The effects of very gradually increasing or diminishing the amount of circulating hemoglobin have been studied in rabbits. Contrary to expectation it was found that when the pigment was increased by the injection of a small quantity of compatible blood every day during some weeks the erythropoietic tissue did not lessen its activities. The hemoglobin percentage mounted gradually yet considerably when even as little as 1/100 of the amount of blood initially possessed by the animal was injected each day; and the figure it finally attained must in some instances at least have been expressive of a superabundance. To this superabundance the animal itself evidently contributed through its persisting erythropoietic activity.
The results were very different when rabbits were bled daily to the same small amount that was injected into their fellows. The marrow became abnormally active, and this activity continued undiminished throughout the long period of the bleedings. The organism is evidently far more susceptible to blood losses than to blood gains, a fact which is scarcely surprising when one considers that throughout its differentiation as a going concern it has had to cope with exigencies of the first sort only.

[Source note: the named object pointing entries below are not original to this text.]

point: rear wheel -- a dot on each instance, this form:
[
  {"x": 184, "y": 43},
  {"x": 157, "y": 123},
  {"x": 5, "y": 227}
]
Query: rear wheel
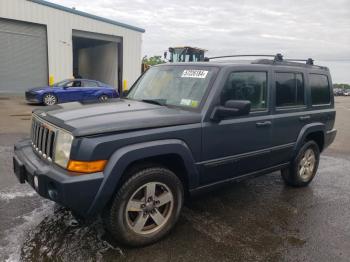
[
  {"x": 103, "y": 98},
  {"x": 146, "y": 207},
  {"x": 50, "y": 99},
  {"x": 304, "y": 167}
]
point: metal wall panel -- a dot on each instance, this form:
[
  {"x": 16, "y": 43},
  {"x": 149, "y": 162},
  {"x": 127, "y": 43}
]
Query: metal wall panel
[
  {"x": 60, "y": 25},
  {"x": 23, "y": 56}
]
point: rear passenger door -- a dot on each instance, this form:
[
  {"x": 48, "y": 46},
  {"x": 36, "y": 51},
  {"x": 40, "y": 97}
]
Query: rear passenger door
[
  {"x": 290, "y": 113},
  {"x": 238, "y": 145}
]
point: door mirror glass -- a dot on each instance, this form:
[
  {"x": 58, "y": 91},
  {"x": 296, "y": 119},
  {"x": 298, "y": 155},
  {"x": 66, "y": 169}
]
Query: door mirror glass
[{"x": 232, "y": 108}]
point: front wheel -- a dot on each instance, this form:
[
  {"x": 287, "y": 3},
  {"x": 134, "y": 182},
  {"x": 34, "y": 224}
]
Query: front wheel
[
  {"x": 304, "y": 167},
  {"x": 146, "y": 207}
]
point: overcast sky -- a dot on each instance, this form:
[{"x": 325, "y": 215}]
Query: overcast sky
[{"x": 298, "y": 29}]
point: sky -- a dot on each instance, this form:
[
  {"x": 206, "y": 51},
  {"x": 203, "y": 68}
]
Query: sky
[{"x": 298, "y": 29}]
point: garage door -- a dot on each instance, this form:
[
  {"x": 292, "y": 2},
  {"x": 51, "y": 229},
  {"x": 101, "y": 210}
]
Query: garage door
[{"x": 23, "y": 56}]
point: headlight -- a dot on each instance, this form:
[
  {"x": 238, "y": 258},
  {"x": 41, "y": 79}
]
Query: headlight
[{"x": 62, "y": 148}]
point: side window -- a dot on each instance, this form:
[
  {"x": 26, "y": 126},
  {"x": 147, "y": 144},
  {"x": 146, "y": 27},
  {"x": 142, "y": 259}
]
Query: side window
[
  {"x": 320, "y": 90},
  {"x": 69, "y": 84},
  {"x": 76, "y": 84},
  {"x": 250, "y": 86},
  {"x": 289, "y": 89},
  {"x": 90, "y": 84}
]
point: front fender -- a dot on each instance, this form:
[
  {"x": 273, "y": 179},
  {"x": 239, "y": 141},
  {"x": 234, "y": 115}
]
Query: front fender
[{"x": 123, "y": 157}]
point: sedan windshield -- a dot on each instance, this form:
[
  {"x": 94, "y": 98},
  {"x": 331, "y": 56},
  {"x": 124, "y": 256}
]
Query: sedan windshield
[{"x": 173, "y": 85}]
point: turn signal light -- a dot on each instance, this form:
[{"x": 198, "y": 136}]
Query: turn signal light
[{"x": 86, "y": 167}]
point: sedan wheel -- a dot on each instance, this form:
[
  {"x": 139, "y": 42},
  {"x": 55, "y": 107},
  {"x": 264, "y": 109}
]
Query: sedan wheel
[
  {"x": 50, "y": 99},
  {"x": 103, "y": 98}
]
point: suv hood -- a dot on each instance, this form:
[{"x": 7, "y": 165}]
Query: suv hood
[{"x": 83, "y": 119}]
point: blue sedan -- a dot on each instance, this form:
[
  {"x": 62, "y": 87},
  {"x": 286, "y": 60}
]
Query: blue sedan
[{"x": 71, "y": 90}]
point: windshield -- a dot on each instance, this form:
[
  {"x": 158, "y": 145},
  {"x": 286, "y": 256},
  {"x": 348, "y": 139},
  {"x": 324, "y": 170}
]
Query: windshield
[
  {"x": 62, "y": 83},
  {"x": 173, "y": 85}
]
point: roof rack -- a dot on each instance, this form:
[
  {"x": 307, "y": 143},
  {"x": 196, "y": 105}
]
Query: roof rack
[
  {"x": 308, "y": 61},
  {"x": 276, "y": 58}
]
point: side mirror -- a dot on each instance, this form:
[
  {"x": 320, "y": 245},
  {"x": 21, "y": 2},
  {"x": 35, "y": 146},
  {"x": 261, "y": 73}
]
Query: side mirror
[{"x": 232, "y": 108}]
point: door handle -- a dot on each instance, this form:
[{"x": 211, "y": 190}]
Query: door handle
[
  {"x": 262, "y": 124},
  {"x": 304, "y": 118}
]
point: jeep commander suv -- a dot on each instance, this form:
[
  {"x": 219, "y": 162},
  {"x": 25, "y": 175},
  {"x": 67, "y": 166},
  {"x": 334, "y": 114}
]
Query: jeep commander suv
[{"x": 183, "y": 128}]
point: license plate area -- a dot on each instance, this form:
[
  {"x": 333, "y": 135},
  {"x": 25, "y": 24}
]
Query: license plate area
[{"x": 19, "y": 170}]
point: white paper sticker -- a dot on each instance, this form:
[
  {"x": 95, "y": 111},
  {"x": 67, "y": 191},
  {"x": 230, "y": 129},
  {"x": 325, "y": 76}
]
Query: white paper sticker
[
  {"x": 195, "y": 73},
  {"x": 186, "y": 102}
]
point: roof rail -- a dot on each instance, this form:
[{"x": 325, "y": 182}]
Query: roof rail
[
  {"x": 308, "y": 61},
  {"x": 277, "y": 58}
]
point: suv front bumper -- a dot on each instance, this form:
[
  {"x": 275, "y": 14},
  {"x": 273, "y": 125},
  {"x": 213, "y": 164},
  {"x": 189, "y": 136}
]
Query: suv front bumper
[{"x": 74, "y": 191}]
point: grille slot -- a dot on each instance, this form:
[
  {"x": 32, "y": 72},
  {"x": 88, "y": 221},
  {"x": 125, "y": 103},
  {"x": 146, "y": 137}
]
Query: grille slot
[{"x": 43, "y": 138}]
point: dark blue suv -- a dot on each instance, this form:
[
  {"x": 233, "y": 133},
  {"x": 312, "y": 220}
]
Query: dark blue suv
[{"x": 183, "y": 129}]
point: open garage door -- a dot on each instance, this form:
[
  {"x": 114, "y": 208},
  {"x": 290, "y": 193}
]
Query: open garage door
[
  {"x": 98, "y": 57},
  {"x": 23, "y": 56}
]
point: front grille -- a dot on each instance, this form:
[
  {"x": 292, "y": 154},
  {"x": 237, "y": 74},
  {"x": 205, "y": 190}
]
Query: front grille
[{"x": 43, "y": 138}]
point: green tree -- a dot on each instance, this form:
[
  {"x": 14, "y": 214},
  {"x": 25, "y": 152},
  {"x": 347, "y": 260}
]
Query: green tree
[{"x": 153, "y": 60}]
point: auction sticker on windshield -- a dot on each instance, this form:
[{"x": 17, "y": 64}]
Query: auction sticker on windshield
[{"x": 195, "y": 73}]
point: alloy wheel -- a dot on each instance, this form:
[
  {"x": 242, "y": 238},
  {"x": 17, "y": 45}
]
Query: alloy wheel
[
  {"x": 50, "y": 100},
  {"x": 149, "y": 208}
]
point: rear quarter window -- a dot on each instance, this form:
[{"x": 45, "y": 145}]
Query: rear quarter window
[{"x": 320, "y": 89}]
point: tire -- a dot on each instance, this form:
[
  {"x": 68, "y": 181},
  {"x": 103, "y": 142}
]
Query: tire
[
  {"x": 103, "y": 98},
  {"x": 131, "y": 220},
  {"x": 304, "y": 166},
  {"x": 50, "y": 99}
]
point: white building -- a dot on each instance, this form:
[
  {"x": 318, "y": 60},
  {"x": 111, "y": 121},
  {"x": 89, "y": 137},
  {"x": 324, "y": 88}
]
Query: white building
[{"x": 42, "y": 42}]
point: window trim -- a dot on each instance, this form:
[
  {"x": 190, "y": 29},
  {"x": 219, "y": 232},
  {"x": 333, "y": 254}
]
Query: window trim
[
  {"x": 284, "y": 108},
  {"x": 329, "y": 89},
  {"x": 255, "y": 111}
]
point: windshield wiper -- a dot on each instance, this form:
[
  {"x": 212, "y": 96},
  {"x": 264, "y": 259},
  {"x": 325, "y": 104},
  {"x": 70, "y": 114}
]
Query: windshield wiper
[{"x": 161, "y": 102}]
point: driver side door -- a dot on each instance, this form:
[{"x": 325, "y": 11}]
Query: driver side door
[{"x": 238, "y": 145}]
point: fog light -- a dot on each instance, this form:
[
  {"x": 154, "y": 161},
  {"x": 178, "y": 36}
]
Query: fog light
[{"x": 36, "y": 182}]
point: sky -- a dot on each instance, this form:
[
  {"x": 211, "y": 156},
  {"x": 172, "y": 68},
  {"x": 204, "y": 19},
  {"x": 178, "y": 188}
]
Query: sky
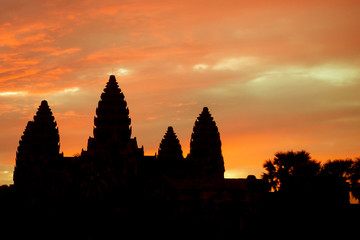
[{"x": 276, "y": 75}]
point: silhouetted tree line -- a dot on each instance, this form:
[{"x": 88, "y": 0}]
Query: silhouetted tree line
[
  {"x": 310, "y": 197},
  {"x": 288, "y": 169}
]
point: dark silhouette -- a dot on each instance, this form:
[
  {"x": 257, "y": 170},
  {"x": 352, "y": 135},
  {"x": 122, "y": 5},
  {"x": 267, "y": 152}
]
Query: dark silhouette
[
  {"x": 113, "y": 189},
  {"x": 205, "y": 148},
  {"x": 307, "y": 196},
  {"x": 286, "y": 168}
]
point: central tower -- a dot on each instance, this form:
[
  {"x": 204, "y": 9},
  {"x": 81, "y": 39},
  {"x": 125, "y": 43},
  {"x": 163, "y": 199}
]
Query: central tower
[
  {"x": 112, "y": 121},
  {"x": 112, "y": 148}
]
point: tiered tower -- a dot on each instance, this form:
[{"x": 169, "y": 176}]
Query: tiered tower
[
  {"x": 112, "y": 143},
  {"x": 170, "y": 147},
  {"x": 38, "y": 150},
  {"x": 205, "y": 148}
]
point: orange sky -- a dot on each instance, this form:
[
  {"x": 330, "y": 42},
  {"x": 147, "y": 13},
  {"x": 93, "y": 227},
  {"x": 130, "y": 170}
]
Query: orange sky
[{"x": 276, "y": 75}]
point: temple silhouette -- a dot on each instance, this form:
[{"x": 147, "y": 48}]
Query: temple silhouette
[
  {"x": 112, "y": 183},
  {"x": 113, "y": 190}
]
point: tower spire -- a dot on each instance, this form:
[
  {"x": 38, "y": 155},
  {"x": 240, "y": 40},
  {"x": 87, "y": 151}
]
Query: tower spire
[
  {"x": 112, "y": 121},
  {"x": 205, "y": 148},
  {"x": 170, "y": 147}
]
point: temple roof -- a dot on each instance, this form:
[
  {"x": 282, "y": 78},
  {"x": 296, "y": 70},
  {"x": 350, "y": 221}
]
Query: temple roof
[
  {"x": 170, "y": 145},
  {"x": 112, "y": 121}
]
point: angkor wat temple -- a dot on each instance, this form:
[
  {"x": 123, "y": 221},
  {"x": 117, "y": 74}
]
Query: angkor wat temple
[{"x": 113, "y": 186}]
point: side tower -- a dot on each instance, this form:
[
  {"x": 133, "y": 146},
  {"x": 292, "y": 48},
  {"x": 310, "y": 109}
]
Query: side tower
[
  {"x": 112, "y": 147},
  {"x": 38, "y": 150},
  {"x": 205, "y": 148}
]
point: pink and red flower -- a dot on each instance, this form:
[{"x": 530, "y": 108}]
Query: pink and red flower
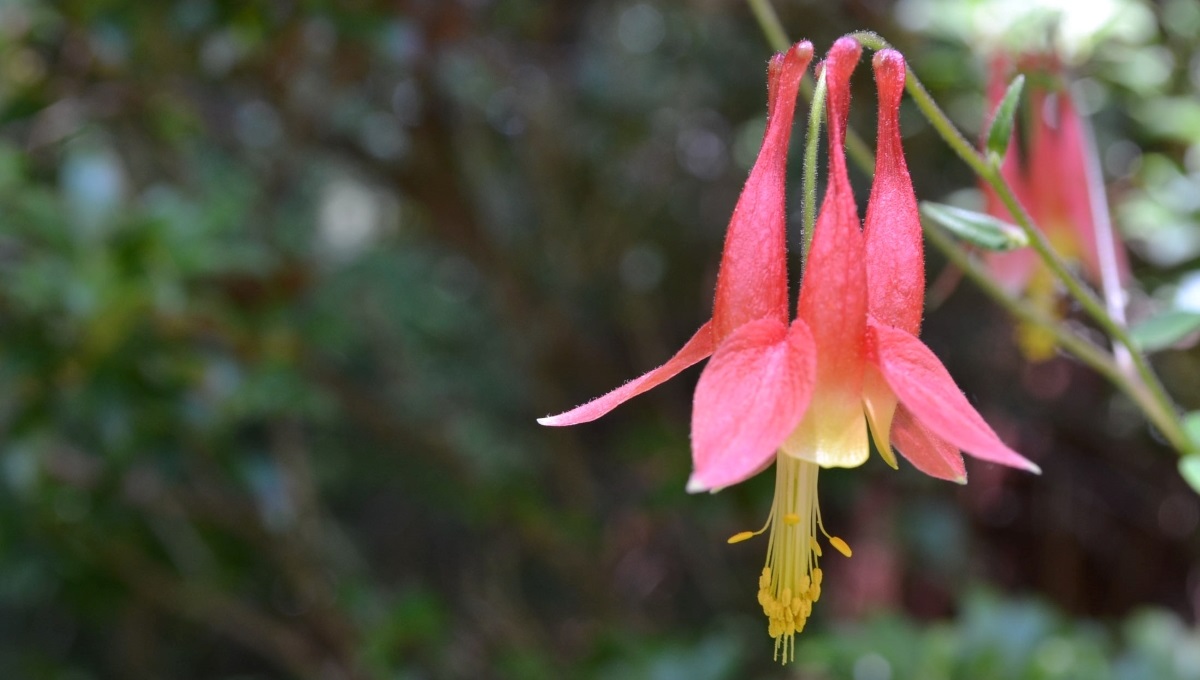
[{"x": 801, "y": 392}]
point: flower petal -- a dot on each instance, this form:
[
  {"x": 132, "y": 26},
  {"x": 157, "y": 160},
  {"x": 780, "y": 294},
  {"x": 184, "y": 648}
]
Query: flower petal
[
  {"x": 927, "y": 451},
  {"x": 895, "y": 254},
  {"x": 696, "y": 349},
  {"x": 927, "y": 390},
  {"x": 750, "y": 396},
  {"x": 1060, "y": 161},
  {"x": 833, "y": 295},
  {"x": 751, "y": 282}
]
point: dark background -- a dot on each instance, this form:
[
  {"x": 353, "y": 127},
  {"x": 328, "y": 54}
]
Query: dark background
[{"x": 283, "y": 286}]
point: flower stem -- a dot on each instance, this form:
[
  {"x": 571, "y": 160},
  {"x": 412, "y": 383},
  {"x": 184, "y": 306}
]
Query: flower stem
[
  {"x": 1084, "y": 349},
  {"x": 1143, "y": 385},
  {"x": 772, "y": 28},
  {"x": 1157, "y": 404},
  {"x": 811, "y": 145}
]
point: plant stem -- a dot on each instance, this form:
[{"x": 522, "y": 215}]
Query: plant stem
[
  {"x": 1084, "y": 349},
  {"x": 1143, "y": 385},
  {"x": 1161, "y": 409},
  {"x": 811, "y": 145},
  {"x": 772, "y": 28}
]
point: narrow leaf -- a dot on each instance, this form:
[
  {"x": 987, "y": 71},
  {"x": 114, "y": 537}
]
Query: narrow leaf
[
  {"x": 1165, "y": 330},
  {"x": 1001, "y": 131},
  {"x": 978, "y": 228}
]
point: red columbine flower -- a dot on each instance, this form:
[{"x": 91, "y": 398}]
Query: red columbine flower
[
  {"x": 1054, "y": 187},
  {"x": 796, "y": 392},
  {"x": 760, "y": 379},
  {"x": 910, "y": 396}
]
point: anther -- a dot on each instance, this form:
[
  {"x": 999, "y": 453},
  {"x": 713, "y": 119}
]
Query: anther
[
  {"x": 741, "y": 536},
  {"x": 840, "y": 546}
]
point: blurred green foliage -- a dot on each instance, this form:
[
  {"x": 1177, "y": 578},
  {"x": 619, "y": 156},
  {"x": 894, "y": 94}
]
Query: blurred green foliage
[{"x": 283, "y": 286}]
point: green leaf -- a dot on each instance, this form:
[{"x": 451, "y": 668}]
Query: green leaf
[
  {"x": 978, "y": 228},
  {"x": 1192, "y": 428},
  {"x": 1165, "y": 330},
  {"x": 1001, "y": 130}
]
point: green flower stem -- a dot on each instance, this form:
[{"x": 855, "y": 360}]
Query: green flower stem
[
  {"x": 811, "y": 145},
  {"x": 772, "y": 28},
  {"x": 1144, "y": 385},
  {"x": 1162, "y": 411},
  {"x": 1087, "y": 351},
  {"x": 1084, "y": 349}
]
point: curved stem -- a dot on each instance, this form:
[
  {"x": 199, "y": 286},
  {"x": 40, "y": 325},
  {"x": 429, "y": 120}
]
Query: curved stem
[
  {"x": 1158, "y": 405},
  {"x": 1143, "y": 385}
]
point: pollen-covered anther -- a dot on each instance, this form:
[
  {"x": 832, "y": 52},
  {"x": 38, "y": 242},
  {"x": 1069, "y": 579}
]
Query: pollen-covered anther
[{"x": 791, "y": 579}]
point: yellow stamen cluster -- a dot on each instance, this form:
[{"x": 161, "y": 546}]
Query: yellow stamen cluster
[{"x": 791, "y": 581}]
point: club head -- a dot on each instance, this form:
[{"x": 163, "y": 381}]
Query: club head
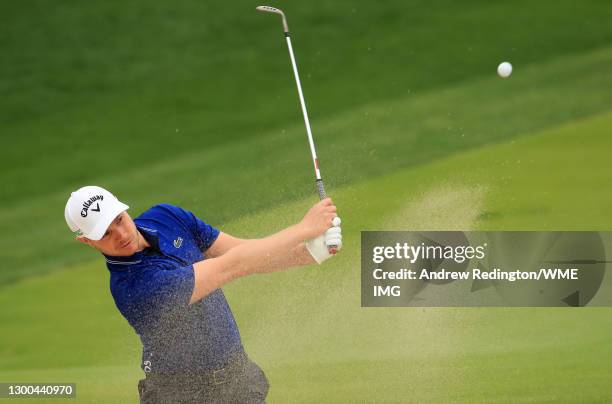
[{"x": 268, "y": 9}]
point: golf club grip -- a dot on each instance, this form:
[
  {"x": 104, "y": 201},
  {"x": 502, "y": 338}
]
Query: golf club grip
[
  {"x": 321, "y": 189},
  {"x": 333, "y": 249}
]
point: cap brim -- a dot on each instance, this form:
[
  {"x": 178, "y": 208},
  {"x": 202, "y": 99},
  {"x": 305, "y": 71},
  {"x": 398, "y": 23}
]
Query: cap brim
[{"x": 102, "y": 225}]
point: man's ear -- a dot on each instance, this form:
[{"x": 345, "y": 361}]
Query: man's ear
[{"x": 83, "y": 240}]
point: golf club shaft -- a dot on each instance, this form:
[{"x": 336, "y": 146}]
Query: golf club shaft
[
  {"x": 315, "y": 161},
  {"x": 319, "y": 181}
]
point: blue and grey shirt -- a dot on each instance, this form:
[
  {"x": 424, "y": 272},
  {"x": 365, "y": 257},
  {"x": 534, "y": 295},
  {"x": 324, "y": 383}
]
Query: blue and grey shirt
[{"x": 152, "y": 289}]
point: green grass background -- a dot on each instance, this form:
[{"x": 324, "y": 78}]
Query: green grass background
[{"x": 194, "y": 104}]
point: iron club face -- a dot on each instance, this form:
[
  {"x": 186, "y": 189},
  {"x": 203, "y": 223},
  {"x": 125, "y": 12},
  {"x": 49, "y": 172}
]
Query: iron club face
[{"x": 273, "y": 10}]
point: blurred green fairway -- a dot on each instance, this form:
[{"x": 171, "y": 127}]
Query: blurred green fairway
[{"x": 195, "y": 105}]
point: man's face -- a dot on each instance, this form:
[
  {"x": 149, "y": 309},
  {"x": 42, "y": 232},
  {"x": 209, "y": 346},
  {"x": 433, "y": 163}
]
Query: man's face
[{"x": 120, "y": 240}]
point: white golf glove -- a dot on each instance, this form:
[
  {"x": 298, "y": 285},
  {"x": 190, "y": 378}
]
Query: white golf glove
[{"x": 319, "y": 247}]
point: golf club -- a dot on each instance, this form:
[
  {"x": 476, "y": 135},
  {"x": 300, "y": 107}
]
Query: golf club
[{"x": 319, "y": 181}]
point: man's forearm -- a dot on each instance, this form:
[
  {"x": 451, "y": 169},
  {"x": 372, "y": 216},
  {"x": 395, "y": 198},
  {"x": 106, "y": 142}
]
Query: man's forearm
[{"x": 268, "y": 254}]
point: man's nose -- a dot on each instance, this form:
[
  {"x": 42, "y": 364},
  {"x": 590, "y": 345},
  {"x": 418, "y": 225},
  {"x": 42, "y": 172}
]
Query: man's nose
[{"x": 120, "y": 233}]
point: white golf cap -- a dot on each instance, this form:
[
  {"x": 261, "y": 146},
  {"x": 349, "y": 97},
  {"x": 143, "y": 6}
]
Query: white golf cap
[{"x": 90, "y": 210}]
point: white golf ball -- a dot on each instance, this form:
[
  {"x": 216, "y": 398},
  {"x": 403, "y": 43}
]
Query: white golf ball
[{"x": 504, "y": 69}]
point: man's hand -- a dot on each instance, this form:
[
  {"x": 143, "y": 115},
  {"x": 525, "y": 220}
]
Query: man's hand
[
  {"x": 319, "y": 247},
  {"x": 318, "y": 219}
]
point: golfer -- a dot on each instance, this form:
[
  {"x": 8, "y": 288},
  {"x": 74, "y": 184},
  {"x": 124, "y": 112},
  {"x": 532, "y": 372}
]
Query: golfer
[{"x": 167, "y": 268}]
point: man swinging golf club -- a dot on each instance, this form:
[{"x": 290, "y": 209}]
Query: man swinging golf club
[{"x": 167, "y": 268}]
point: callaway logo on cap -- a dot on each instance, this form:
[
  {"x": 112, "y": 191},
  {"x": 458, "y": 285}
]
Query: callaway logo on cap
[{"x": 90, "y": 210}]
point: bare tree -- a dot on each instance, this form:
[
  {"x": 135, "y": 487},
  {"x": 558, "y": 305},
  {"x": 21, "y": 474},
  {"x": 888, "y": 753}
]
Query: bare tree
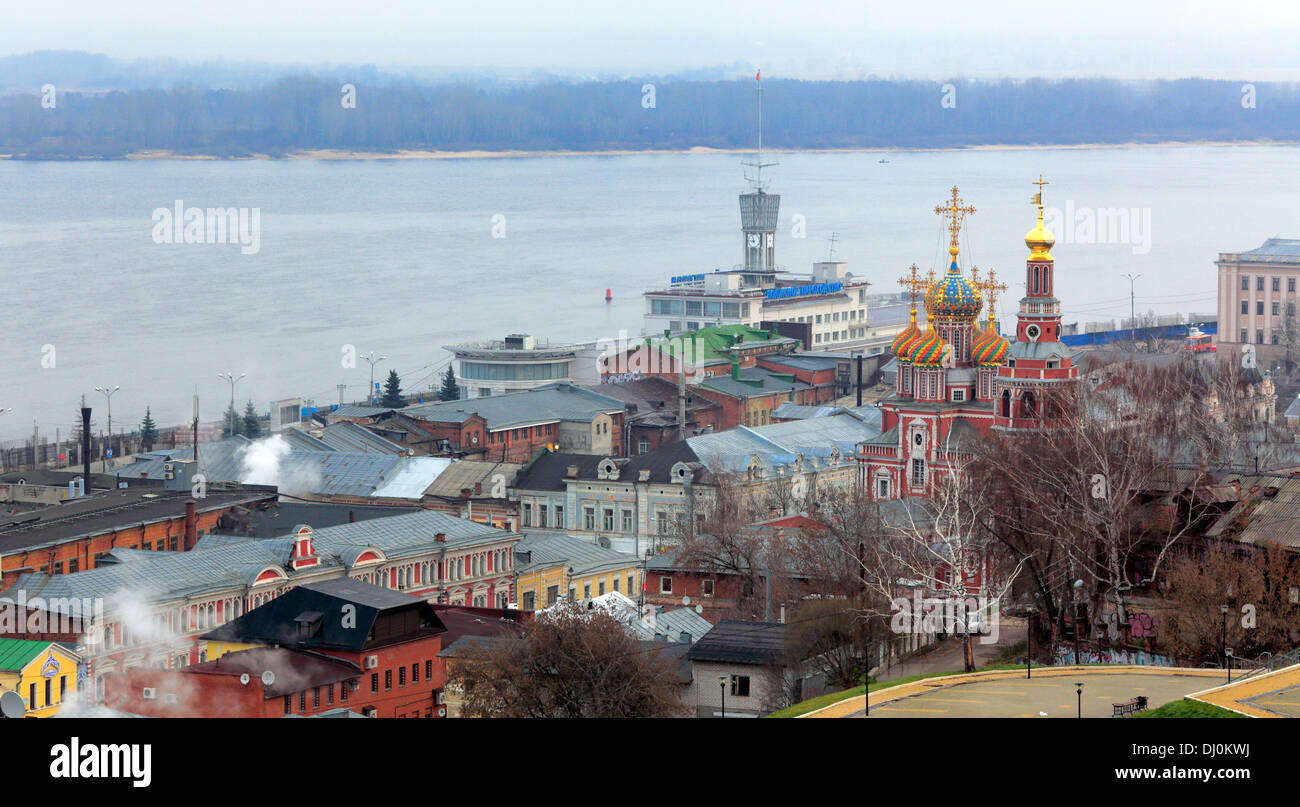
[{"x": 567, "y": 663}]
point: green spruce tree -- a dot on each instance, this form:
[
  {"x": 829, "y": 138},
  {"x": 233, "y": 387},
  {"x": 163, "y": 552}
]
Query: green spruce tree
[
  {"x": 393, "y": 391},
  {"x": 233, "y": 422},
  {"x": 251, "y": 422},
  {"x": 450, "y": 389},
  {"x": 148, "y": 430}
]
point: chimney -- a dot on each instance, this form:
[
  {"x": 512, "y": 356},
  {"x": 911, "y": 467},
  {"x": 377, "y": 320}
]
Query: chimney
[
  {"x": 86, "y": 446},
  {"x": 191, "y": 525}
]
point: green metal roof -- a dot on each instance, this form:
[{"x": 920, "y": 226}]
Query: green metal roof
[
  {"x": 16, "y": 654},
  {"x": 713, "y": 343}
]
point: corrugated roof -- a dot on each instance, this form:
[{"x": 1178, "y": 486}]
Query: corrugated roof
[
  {"x": 563, "y": 400},
  {"x": 736, "y": 642},
  {"x": 16, "y": 654},
  {"x": 549, "y": 550}
]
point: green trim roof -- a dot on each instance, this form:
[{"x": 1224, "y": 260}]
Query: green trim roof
[
  {"x": 713, "y": 343},
  {"x": 16, "y": 654}
]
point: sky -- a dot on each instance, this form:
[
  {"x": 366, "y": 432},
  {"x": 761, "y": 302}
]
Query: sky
[{"x": 1246, "y": 39}]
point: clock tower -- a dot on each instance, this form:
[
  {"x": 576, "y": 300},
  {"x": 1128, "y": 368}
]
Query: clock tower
[{"x": 1038, "y": 365}]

Rabbits in which the hemoglobin is very gradually increased by the injection of strange blood become so accustomed to the abundance of pigment that even a slight falling off causes the erythropoietic tissue to become abnormally active to maintain the new status quo. Good reasons exist for referring the habituation thus manifested to readjustments in the functioning of the physiological mechanisms which mediate between oxygen demand and erythropoietic response. Too little recognition has been given to the rôle of these mechanisms in such relation. No evidence was obtained of any effective readjustment to protect the erythropoietic tissue from the stimulus of daily small blood losses.